Meet America’s First Military Spouse Code Breaker


Historical fiction presents places like Bletchley Park in Buckinghamshire, England as romantic and thrilling despite the very real threat of Nazi invasion and bombardment during WWII. Women made up about 75% of the workforce at Bletchley Park, which consisted of jobs operating crypto machines and communicating and translating documents. Some even broke the code with the legendary Dilly Knox, who helped decipher the Zimmermann Telegram that brought the United States into World War I and broke the codes of the German Navy and the Abwehr Enigma in World War II. global.

But across the ocean, next to these women from Bletchley Park – many of whom were wives of servicemen who worked together to find out the status of their husbands’ ships and units – a very intelligent American military wife s was trying to break the codes as well.

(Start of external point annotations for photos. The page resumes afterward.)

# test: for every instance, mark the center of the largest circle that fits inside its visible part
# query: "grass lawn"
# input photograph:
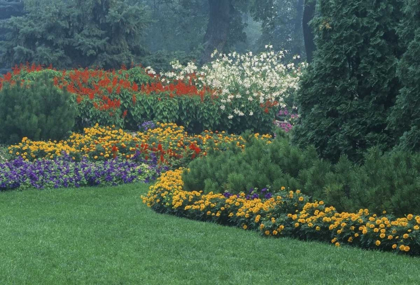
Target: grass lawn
(107, 236)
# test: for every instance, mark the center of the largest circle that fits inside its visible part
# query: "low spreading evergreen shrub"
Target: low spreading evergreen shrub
(37, 110)
(388, 182)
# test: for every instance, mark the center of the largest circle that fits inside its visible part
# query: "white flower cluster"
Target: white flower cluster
(263, 77)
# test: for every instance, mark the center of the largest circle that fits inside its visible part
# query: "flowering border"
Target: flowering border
(287, 213)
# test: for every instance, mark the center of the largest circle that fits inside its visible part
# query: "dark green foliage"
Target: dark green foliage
(388, 182)
(348, 90)
(38, 110)
(104, 33)
(405, 117)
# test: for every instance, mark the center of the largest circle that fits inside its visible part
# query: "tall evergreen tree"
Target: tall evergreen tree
(405, 118)
(348, 90)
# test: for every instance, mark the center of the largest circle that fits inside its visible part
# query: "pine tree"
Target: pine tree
(73, 33)
(405, 117)
(349, 88)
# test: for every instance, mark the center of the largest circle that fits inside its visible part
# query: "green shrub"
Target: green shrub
(404, 120)
(36, 110)
(388, 182)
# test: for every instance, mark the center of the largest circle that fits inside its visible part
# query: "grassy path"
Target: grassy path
(107, 236)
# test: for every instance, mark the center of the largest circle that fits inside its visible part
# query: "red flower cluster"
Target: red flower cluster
(178, 88)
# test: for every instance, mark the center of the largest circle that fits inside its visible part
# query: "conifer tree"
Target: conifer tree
(405, 117)
(349, 88)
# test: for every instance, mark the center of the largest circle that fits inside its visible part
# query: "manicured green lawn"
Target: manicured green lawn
(107, 236)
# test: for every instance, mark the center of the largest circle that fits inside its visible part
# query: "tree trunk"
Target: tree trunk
(217, 28)
(308, 36)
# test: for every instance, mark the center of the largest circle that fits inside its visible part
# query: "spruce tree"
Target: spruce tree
(349, 88)
(405, 117)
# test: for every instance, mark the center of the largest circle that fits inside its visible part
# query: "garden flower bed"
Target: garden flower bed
(64, 172)
(286, 213)
(168, 141)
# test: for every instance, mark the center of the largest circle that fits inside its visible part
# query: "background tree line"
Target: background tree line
(108, 33)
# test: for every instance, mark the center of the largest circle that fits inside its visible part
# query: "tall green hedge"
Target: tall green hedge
(348, 90)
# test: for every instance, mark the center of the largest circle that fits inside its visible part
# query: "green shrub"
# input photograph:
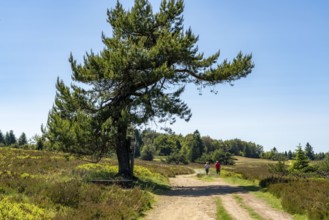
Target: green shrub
(176, 158)
(15, 210)
(65, 193)
(300, 196)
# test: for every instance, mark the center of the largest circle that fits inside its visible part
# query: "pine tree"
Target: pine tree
(22, 139)
(2, 138)
(300, 161)
(139, 76)
(309, 151)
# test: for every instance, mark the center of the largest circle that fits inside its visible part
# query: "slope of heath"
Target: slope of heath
(194, 199)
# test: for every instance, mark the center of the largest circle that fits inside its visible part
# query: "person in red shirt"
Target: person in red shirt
(217, 166)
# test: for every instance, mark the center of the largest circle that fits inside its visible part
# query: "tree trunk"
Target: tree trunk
(123, 151)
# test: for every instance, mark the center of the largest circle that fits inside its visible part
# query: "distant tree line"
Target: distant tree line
(9, 139)
(196, 148)
(274, 154)
(193, 148)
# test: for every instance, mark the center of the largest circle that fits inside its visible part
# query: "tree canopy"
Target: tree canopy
(139, 76)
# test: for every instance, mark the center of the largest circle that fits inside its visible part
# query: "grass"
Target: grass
(221, 213)
(47, 185)
(251, 212)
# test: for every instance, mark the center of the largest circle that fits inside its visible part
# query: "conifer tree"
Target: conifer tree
(309, 151)
(139, 76)
(2, 138)
(301, 160)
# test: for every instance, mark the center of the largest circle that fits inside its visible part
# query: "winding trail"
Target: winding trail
(193, 199)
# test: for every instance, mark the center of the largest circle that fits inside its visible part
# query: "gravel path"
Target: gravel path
(193, 199)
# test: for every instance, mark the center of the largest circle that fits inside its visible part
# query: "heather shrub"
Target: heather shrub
(304, 196)
(17, 210)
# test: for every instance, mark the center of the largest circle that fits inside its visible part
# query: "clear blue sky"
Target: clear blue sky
(284, 102)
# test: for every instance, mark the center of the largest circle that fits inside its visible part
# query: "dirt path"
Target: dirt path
(194, 199)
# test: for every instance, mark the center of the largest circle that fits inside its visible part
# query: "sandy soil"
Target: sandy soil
(194, 199)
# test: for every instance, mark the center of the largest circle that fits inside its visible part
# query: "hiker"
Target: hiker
(206, 166)
(217, 166)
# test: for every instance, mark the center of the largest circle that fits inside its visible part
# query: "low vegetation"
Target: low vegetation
(302, 192)
(45, 185)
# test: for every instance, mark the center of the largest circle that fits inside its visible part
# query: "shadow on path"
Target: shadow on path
(196, 191)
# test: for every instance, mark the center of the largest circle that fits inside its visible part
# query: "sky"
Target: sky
(284, 102)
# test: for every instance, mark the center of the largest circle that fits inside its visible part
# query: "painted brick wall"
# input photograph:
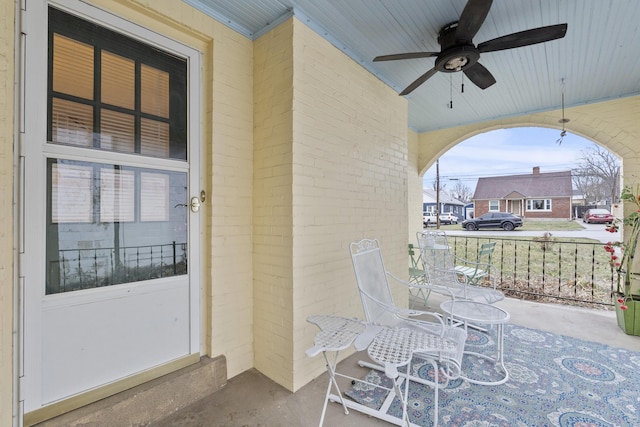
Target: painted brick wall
(330, 168)
(272, 215)
(350, 181)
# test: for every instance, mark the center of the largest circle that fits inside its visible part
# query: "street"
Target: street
(591, 231)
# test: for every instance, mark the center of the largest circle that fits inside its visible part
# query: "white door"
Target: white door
(109, 263)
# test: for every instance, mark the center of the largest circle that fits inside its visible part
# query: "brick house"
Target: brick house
(536, 195)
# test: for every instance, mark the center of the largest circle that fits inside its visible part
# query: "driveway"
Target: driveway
(590, 231)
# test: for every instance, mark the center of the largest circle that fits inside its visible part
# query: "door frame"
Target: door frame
(33, 92)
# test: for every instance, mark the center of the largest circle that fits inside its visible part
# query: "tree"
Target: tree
(598, 175)
(462, 192)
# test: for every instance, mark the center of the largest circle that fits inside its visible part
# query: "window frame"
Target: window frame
(548, 205)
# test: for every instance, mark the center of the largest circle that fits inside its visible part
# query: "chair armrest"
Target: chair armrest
(405, 313)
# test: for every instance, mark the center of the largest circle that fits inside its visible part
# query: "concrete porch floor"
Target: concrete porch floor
(252, 400)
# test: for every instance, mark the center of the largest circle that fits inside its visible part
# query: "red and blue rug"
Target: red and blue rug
(555, 381)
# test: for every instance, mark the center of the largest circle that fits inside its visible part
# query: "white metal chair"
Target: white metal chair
(397, 332)
(480, 270)
(417, 276)
(440, 268)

When Elizebeth Smith graduated in English Literature in 1915, the world was already at war. A year later, she began working at Riverbank Laboratories in Illinois, one of the first places in the United States founded to study cryptography. Riverbank was founded by George Fabyan, and the initial staff of 15 included William Friedman, whom Smith married in May 1917.

Friedman, who trained army officers at Riverbank, then enlisted in the United States military and served as a personal cryptographer for General John J. Pershing.

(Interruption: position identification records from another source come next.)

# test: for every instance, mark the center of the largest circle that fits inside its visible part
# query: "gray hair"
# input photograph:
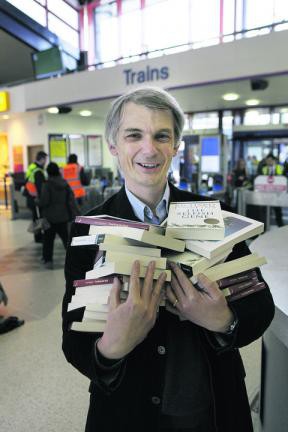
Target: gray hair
(150, 97)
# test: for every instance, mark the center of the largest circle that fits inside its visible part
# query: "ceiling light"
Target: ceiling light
(85, 113)
(230, 96)
(53, 110)
(252, 102)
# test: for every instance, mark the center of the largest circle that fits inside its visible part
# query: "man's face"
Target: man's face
(145, 147)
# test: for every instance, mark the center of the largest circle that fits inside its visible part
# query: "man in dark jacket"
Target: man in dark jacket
(148, 371)
(56, 202)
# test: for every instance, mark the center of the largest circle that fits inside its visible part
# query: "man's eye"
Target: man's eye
(163, 137)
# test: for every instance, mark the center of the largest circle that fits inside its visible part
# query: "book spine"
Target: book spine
(108, 222)
(234, 289)
(251, 290)
(238, 278)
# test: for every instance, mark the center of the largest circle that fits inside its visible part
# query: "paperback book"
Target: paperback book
(198, 220)
(237, 229)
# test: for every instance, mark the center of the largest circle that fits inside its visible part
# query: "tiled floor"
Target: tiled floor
(39, 390)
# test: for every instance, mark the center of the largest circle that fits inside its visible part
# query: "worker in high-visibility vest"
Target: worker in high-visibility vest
(272, 168)
(35, 177)
(73, 173)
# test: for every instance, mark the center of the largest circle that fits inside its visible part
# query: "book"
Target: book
(89, 325)
(192, 263)
(237, 229)
(245, 292)
(122, 268)
(233, 267)
(160, 262)
(140, 234)
(198, 220)
(100, 220)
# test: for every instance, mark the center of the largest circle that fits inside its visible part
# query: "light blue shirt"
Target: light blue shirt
(143, 211)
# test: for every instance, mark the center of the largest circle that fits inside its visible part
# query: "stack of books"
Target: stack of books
(120, 242)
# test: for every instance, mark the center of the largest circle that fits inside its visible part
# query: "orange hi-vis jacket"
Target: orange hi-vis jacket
(71, 173)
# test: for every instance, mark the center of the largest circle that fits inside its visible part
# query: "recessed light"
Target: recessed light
(53, 110)
(252, 102)
(230, 96)
(85, 113)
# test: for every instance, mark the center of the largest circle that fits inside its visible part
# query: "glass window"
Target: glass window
(228, 18)
(205, 26)
(165, 25)
(130, 23)
(32, 9)
(208, 120)
(107, 33)
(258, 13)
(64, 11)
(260, 116)
(63, 30)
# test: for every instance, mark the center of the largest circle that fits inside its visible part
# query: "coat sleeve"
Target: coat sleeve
(254, 312)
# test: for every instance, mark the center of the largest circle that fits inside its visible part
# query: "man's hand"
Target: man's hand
(129, 323)
(207, 308)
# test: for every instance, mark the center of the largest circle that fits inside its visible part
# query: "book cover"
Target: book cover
(192, 263)
(142, 235)
(237, 229)
(230, 268)
(198, 220)
(122, 268)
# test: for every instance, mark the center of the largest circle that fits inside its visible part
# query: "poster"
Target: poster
(58, 149)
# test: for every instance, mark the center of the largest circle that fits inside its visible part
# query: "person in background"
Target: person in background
(35, 178)
(179, 368)
(7, 323)
(240, 177)
(272, 168)
(58, 207)
(74, 174)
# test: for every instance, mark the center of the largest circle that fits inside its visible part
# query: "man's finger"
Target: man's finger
(114, 296)
(134, 285)
(148, 281)
(211, 288)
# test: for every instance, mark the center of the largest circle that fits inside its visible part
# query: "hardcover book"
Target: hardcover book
(237, 229)
(198, 220)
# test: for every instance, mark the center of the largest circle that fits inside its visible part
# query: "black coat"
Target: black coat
(126, 405)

The Friedmans worked together in Illinois until 1921, when they moved to Washington, DC, to work as a team for the War Department. William Friedman became the chief cryptanalyst, and Elizebeth deciphered the messages during the years of Prohibition and smashed the codes written in Mandarin. Elizebeth and William have often worked together, but she has made several cryptological contributions herself.

Elizebeth moved to work for the Navy, the Treasury Department, and ultimately the Coast Guard. She resolved most of the interceptions on her own and also spent time teaching others how to decipher coded messages. She moved to Houston to solve contraband trafficking cases and decrypted 24 coding systems used by smugglers. In three years, she resolved over 12,000 messages in three years. She also helped indict Al Capone.

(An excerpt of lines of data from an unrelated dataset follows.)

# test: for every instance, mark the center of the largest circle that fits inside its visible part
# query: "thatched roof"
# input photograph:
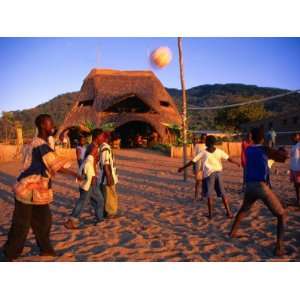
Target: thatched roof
(102, 89)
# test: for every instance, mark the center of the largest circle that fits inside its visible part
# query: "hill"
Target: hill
(203, 95)
(222, 94)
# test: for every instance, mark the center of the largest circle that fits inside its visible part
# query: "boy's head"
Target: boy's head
(257, 135)
(97, 136)
(95, 153)
(81, 140)
(203, 138)
(296, 137)
(249, 136)
(210, 141)
(44, 124)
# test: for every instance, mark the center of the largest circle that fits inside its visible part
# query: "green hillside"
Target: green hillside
(203, 95)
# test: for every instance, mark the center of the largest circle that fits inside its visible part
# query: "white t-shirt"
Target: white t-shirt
(51, 142)
(106, 158)
(87, 169)
(295, 157)
(197, 149)
(82, 151)
(211, 162)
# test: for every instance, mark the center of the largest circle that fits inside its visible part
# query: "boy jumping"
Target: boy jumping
(257, 172)
(211, 159)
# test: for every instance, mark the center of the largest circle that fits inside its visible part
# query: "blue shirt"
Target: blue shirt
(256, 163)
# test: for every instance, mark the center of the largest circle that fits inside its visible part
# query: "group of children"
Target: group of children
(96, 177)
(255, 160)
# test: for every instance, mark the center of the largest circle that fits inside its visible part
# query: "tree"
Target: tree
(7, 121)
(233, 118)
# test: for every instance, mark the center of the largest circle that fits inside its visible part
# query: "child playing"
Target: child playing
(257, 173)
(108, 178)
(212, 173)
(89, 189)
(245, 144)
(199, 145)
(80, 151)
(33, 193)
(295, 165)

During World War II, Elizebeth worked for the Navy and focused on Operation Bolivar, the German network in South America. His team was the primary decryptor of the South American threat and they smashed three Enigma machines. His team decoded 4,000 messages from 48 radio circuits during the war.

After the war, she consulted the International Monetary Fund. Friedman, who was 88 when she died in 1980, was posthumously inducted into the National Security Agency Hall of Fame in 1999 – the year it was established. During the 50 years of the NSAe anniversary in 2002, the OPS1 building was consecrated as the William and Elizebeth Friedman building. A Coast Guard was named after her, and a television documentary series called “American Experience” has an episode based on her.

The Mob Museum in Las Vegas includes Elizebeth Smith Friedman among its list of notable names, primarily in reference to the work she did during the Prohibition era.